An application for citizenship was rejected by a delegate of the Minister for Immigration, Citizenship, Migrant Services and Multicultural Affairs on the basis that the applicant was not  a permanent resident when the application was made. 

The application was sent to the Department by registered post a few days before the applicant and his wife left for a short holiday in Thailand.  The application was received the day after the couple left for Thailand.

The applicant held a visa which included a five year travel facility. This allowed multiple re-entries into Australia, up until the date of expiration. This travel facility expired prior to the applicant’s departure, but he remained a permanent resident until he departed Australia. The question was therefore whether he was a permanent resident when the application was “made”.  If his application was “made” only when it was received, that is, after his departure from Australia, then he was ineligible for citizenship.

The Tribunal noted that the time of posting was recorded with exact precision, unlike the time of receipt, which was marked only with a date stamp.
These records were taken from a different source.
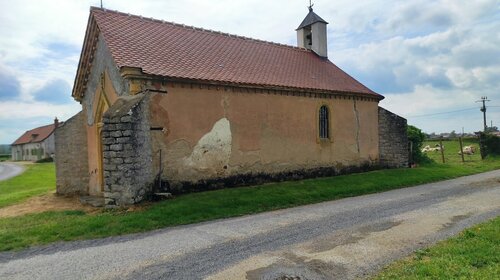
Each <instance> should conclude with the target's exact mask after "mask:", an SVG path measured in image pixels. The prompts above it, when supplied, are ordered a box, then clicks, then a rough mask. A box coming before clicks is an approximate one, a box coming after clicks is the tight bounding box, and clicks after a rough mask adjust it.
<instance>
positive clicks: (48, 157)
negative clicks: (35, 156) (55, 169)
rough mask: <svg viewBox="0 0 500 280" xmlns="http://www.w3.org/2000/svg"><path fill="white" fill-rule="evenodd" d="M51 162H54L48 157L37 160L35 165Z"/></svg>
mask: <svg viewBox="0 0 500 280" xmlns="http://www.w3.org/2000/svg"><path fill="white" fill-rule="evenodd" d="M53 161H54V159H53V158H51V157H48V158H42V159H39V160H37V161H35V163H44V162H53Z"/></svg>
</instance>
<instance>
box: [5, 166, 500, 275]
mask: <svg viewBox="0 0 500 280" xmlns="http://www.w3.org/2000/svg"><path fill="white" fill-rule="evenodd" d="M498 215H500V171H493V172H488V173H483V174H478V175H473V176H468V177H463V178H460V179H455V180H450V181H445V182H439V183H434V184H426V185H421V186H417V187H411V188H405V189H399V190H394V191H389V192H385V193H379V194H372V195H365V196H360V197H353V198H347V199H342V200H337V201H332V202H325V203H320V204H315V205H308V206H303V207H296V208H291V209H285V210H279V211H273V212H268V213H262V214H258V215H252V216H245V217H240V218H232V219H225V220H218V221H213V222H206V223H201V224H195V225H187V226H179V227H173V228H168V229H164V230H159V231H155V232H150V233H145V234H138V235H128V236H122V237H113V238H107V239H101V240H90V241H81V242H68V243H58V244H55V245H50V246H46V247H40V248H33V249H29V250H26V251H22V252H15V253H1V254H0V278H1V279H206V278H209V279H245V278H246V279H286V278H282V277H284V276H288V277H297V278H288V279H352V278H357V277H363V276H365V275H367V274H370V273H373V272H374V271H376V270H378V269H380V268H381V267H382V266H383V265H385V264H387V263H388V262H391V261H393V260H395V259H397V258H400V257H403V256H405V255H408V254H409V253H411V252H412V251H414V250H416V249H419V248H422V247H425V246H428V245H429V244H432V243H434V242H436V241H438V240H441V239H444V238H447V237H449V236H452V235H454V234H456V233H457V232H459V231H460V230H462V229H464V228H466V227H469V226H471V225H473V224H476V223H479V222H481V221H484V220H486V219H489V218H492V217H495V216H498ZM166 218H168V217H166ZM280 277H281V278H280Z"/></svg>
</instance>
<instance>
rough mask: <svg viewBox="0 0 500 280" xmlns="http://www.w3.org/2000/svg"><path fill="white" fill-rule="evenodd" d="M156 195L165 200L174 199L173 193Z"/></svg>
mask: <svg viewBox="0 0 500 280" xmlns="http://www.w3.org/2000/svg"><path fill="white" fill-rule="evenodd" d="M155 195H156V196H160V197H163V198H172V197H174V196H173V195H172V194H171V193H155Z"/></svg>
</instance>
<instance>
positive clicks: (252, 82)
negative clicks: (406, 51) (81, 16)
mask: <svg viewBox="0 0 500 280" xmlns="http://www.w3.org/2000/svg"><path fill="white" fill-rule="evenodd" d="M91 17H93V18H94V19H95V21H96V23H97V26H98V28H99V30H100V32H101V33H102V35H103V37H104V40H105V41H106V43H107V46H108V47H109V49H110V51H111V54H112V56H113V58H114V60H115V62H116V64H117V65H118V67H124V66H128V67H137V68H141V69H142V71H143V73H145V74H151V75H158V76H164V77H171V78H179V79H190V80H202V81H210V82H222V83H229V84H242V85H255V86H264V87H266V86H267V87H285V88H298V89H305V90H308V89H310V90H321V91H329V92H348V93H360V94H363V95H369V96H373V97H376V98H380V99H382V98H383V97H382V96H381V95H379V94H377V93H375V92H373V91H372V90H370V89H368V88H367V87H365V86H364V85H362V84H361V83H359V82H358V81H356V80H355V79H354V78H352V77H351V76H349V75H348V74H346V73H345V72H344V71H342V70H341V69H340V68H338V67H337V66H336V65H335V64H333V63H332V62H330V61H329V60H328V59H324V58H321V57H319V56H318V55H316V54H315V53H313V52H312V51H310V50H306V49H303V48H297V47H292V46H287V45H282V44H276V43H270V42H265V41H260V40H255V39H250V38H245V37H241V36H235V35H230V34H225V33H220V32H213V31H209V30H204V29H200V28H195V27H188V26H184V25H180V24H174V23H170V22H164V21H159V20H154V19H149V18H143V17H140V16H134V15H128V14H124V13H120V12H116V11H109V10H104V9H100V8H91Z"/></svg>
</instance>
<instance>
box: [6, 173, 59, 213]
mask: <svg viewBox="0 0 500 280" xmlns="http://www.w3.org/2000/svg"><path fill="white" fill-rule="evenodd" d="M25 167H26V171H25V172H24V173H23V174H22V175H20V176H16V177H13V178H11V179H8V180H5V181H0V208H1V207H5V206H9V205H12V204H16V203H19V202H22V201H24V200H26V199H28V198H30V197H33V196H36V195H40V194H44V193H47V192H49V191H55V189H56V187H55V185H56V175H55V167H54V164H53V163H40V164H28V165H26V166H25Z"/></svg>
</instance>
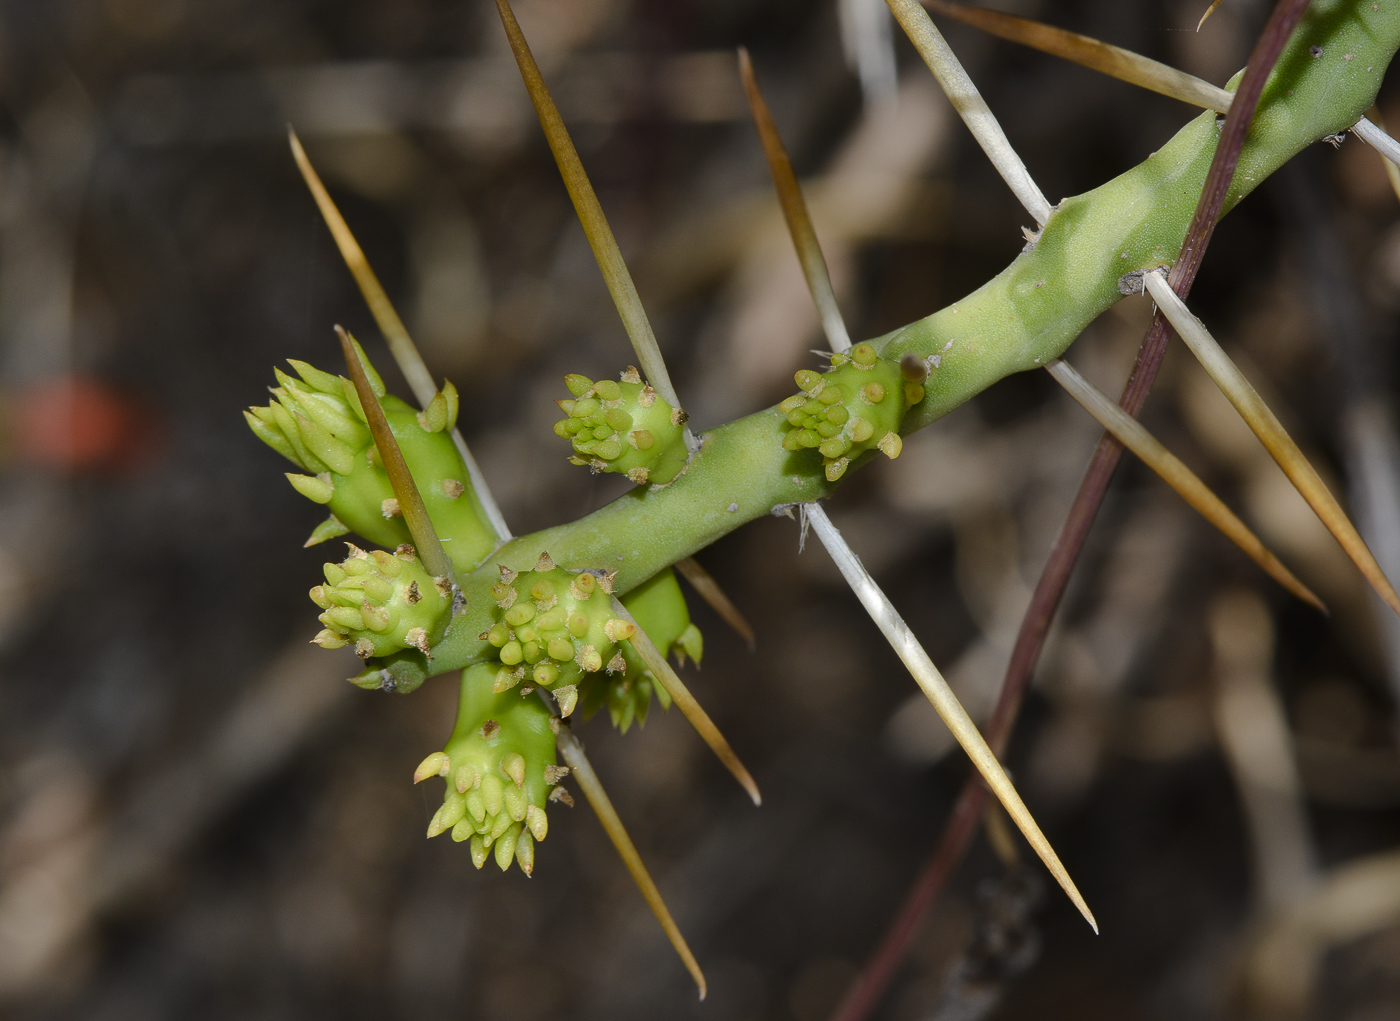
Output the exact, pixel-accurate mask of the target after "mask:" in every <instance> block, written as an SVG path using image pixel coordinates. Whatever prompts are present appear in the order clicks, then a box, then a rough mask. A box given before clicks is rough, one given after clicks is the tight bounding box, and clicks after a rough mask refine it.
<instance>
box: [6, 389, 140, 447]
mask: <svg viewBox="0 0 1400 1021" xmlns="http://www.w3.org/2000/svg"><path fill="white" fill-rule="evenodd" d="M6 405H7V406H6V416H4V417H6V420H7V422H6V426H7V433H8V437H7V438H8V443H7V445H8V448H10V450H8V454H10V457H11V458H14V459H18V461H27V462H31V464H39V465H46V466H50V468H64V469H113V468H115V469H132V468H137V466H140V464H143V462H146V461H148V459H150V457H151V455H153V454H154V451H155V440H157V429H155V420H154V416H153V413H151V412H150V410H148V409H146V408H144V406H141V405H140V403H137V402H136V401H134V399H132V398H129V396H126V395H125V394H122V392H119V391H118V389H116V388H113V387H111V385H109V384H106V382H104V381H101V380H95V378H91V377H66V378H59V380H49V381H46V382H41V384H35V385H34V387H29V388H27V389H22V391H18V392H15V394H11V395H10V396H8V399H7V402H6Z"/></svg>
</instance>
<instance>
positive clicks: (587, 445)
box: [554, 366, 689, 485]
mask: <svg viewBox="0 0 1400 1021" xmlns="http://www.w3.org/2000/svg"><path fill="white" fill-rule="evenodd" d="M619 380H620V381H619V382H613V381H612V380H599V381H598V382H594V381H592V380H589V378H588V377H587V375H566V377H564V385H566V387H568V392H570V394H573V395H574V399H573V401H560V402H559V406H560V409H563V412H564V415H566V416H568V417H564V419H560V420H559V422H556V423H554V434H556V436H559V437H560V438H564V440H568V441H570V443H571V444H573V447H574V457H571V458H570V461H573V462H574V464H575V465H588V466H589V468H592V469H594V471H595V472H617V473H620V475H626V476H627V478H629V479H631V480H633V482H636V483H638V485H645V483H651V485H664V483H666V482H671V480H672V479H675V478H676V475H679V473H680V472H682V471H683V469H685V466H686V459H687V458H689V451H687V450H686V441H685V422H686V413H685V412H683V410H680V409H679V408H672V406H671V405H669V403H666V401H664V399H662V398H661V396H658V395H657V391H654V389H652V388H651V385H650V384H643V381H641V375H640V374H638V373H637V368H636V367H634V366H629V367H627V371H624V373H622V375H620V377H619Z"/></svg>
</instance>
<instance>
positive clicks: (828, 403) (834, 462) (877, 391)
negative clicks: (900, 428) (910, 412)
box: [778, 343, 927, 482]
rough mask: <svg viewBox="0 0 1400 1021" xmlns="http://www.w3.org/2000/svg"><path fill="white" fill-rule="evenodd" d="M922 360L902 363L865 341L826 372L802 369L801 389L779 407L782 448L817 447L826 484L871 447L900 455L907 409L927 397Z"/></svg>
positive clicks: (868, 449) (816, 447) (842, 470)
mask: <svg viewBox="0 0 1400 1021" xmlns="http://www.w3.org/2000/svg"><path fill="white" fill-rule="evenodd" d="M923 364H924V363H923V360H921V359H918V357H917V356H916V357H913V359H911V360H910V366H907V367H902V364H900V363H899V361H890V360H888V359H882V357H879V356H878V354H876V353H875V349H874V347H872V346H871V345H868V343H864V345H855V346H854V347H853V349H851V350H850V352H848V353H844V352H837V353H834V354H832V367H830V368H829V370H827V371H826V373H813V371H812V370H811V368H802V370H798V373H797V375H795V377H794V378H795V381H797V385H798V387H799V388H801V391H802V392H801V394H795V395H792V396H790V398H788V399H787V401H784V402H783V403H780V405H778V410H781V412H783V413H784V415H787V424H788V430H787V434H785V436H784V437H783V450H790V451H799V450H808V448H813V450H816V451H819V452H820V455H822V469H823V473H825V475H826V480H827V482H836V480H837V479H840V478H841V476H843V475H846V469H847V468H848V466H850V464H851V461H854V459H855V458H858V457H860V455H861V454H864V452H865V451H868V450H874V448H879V450H881V451H883V452H885V454H886V455H888V457H890V458H897V457H899V452H900V451H902V450H903V447H904V444H903V440H900V438H899V424H900V422H902V420H903V419H904V412H906V410H909V408H910V406H911V405H917V403H918V402H920V401H923V399H924V387H923V381H924V377H925V374H927V373H925V371H920V366H923ZM902 368H903V370H904V371H902ZM906 375H910V377H913V378H906Z"/></svg>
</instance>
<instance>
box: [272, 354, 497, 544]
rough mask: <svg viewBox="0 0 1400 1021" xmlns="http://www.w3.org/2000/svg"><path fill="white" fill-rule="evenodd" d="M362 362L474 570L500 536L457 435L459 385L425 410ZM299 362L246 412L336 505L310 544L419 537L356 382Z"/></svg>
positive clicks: (311, 486) (375, 540) (298, 467)
mask: <svg viewBox="0 0 1400 1021" xmlns="http://www.w3.org/2000/svg"><path fill="white" fill-rule="evenodd" d="M361 361H363V363H364V366H365V374H367V375H368V377H370V387H371V389H372V391H374V394H375V396H377V398H378V401H379V406H381V408H382V409H384V413H385V417H386V419H388V422H389V429H391V431H392V433H393V437H395V440H396V441H398V444H399V448H400V450H402V452H403V459H405V462H406V464H407V466H409V472H410V473H412V475H413V480H414V482H416V483H417V487H419V492H420V494H421V496H423V503H424V506H426V507H427V511H428V515H430V517H431V518H433V525H434V528H435V529H437V532H438V535H440V536H441V538H442V539H444V542H445V549H447V552H448V556H451V557H452V563H454V566H456V569H458V570H463V571H469V570H472V569H473V567H476V564H477V563H480V560H482V559H483V557H484V556H486V555H487V553H490V550H491V549H493V548H494V546H496V534H494V532H493V531H491V528H490V524H489V522H487V520H486V515H484V513H483V511H482V507H480V504H479V503H477V500H476V494H475V493H473V492H472V489H470V486H469V475H468V469H466V464H465V462H463V461H462V455H461V452H459V451H458V448H456V444H455V443H454V441H452V436H451V433H452V427H454V424H455V423H456V415H458V395H456V388H455V387H454V385H452V384H451V382H444V385H442V389H441V391H440V392H438V394H435V395H434V398H433V401H430V402H428V406H427V408H426V409H424V410H421V412H416V410H413V409H412V408H410V406H409V405H406V403H405V402H403V401H399V399H398V398H395V396H389V395H386V394H385V392H384V382H382V381H381V380H379V375H378V374H377V373H375V371H374V367H372V366H370V363H368V360H367V359H364V356H363V352H361ZM291 367H293V368H295V370H297V375H298V377H300V378H297V377H293V375H288V374H287V373H283V371H281V370H273V373H274V374H276V377H277V382H279V384H280V385H277V387H274V388H273V391H272V394H273V396H274V398H276V399H274V401H273V402H272V403H270V405H267V406H265V408H252V409H249V410H246V412H244V415H245V417H246V419H248V424H249V427H251V429H252V430H253V433H255V434H256V436H258V437H259V438H260V440H262V441H263V443H266V444H267V445H269V447H272V448H273V450H274V451H277V452H279V454H281V455H283V457H286V458H287V459H288V461H291V462H293V464H295V465H297V466H298V468H301V469H302V471H304V472H308V475H295V473H288V475H287V480H288V482H290V483H291V485H293V487H294V489H295V490H297V492H298V493H301V494H302V496H305V497H307V499H308V500H312V501H314V503H319V504H325V506H326V507H328V508H329V511H330V517H329V518H326V521H323V522H322V524H321V525H318V527H316V529H315V531H314V532H312V535H311V539H309V541H308V543H307V545H308V546H309V545H315V543H318V542H325V541H326V539H332V538H336V536H339V535H344V534H347V532H354V534H357V535H363V536H364V538H365V539H368V541H370V542H374V543H375V545H379V546H385V548H388V549H393V548H396V546H399V545H402V543H406V542H409V541H410V536H409V529H407V525H406V524H405V522H403V515H402V513H400V510H399V501H398V499H396V497H395V494H393V486H392V485H391V483H389V476H388V473H386V472H385V471H384V464H382V462H381V461H379V452H378V450H377V448H375V445H374V441H372V438H371V437H370V429H368V426H367V424H365V416H364V409H363V408H361V406H360V398H358V395H357V394H356V389H354V385H353V384H351V382H350V380H347V378H344V377H340V375H332V374H330V373H322V371H321V370H318V368H315V367H312V366H308V364H307V363H305V361H297V360H293V361H291Z"/></svg>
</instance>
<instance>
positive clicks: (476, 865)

In the absence of binding authority, the Tribunal construed the relevant provision in favour of the applicant, finding that the application was “made” when the registered letter was time receipted by the postal service.

In passing, the Tribunal also noted that the letter providing details about the travel facility was poorly drafted.  The letter stated: “Congratulations! You have been granted a permanent visa which allows you to travel to and remain in Australia indefinitely.” This sentence did not capture the finite nature of the travel facility associated with the applicant’s visa.

The Tribunal found that the applicant was a permanent resident at the time the application was made and remitted the matter to the Department for further processing.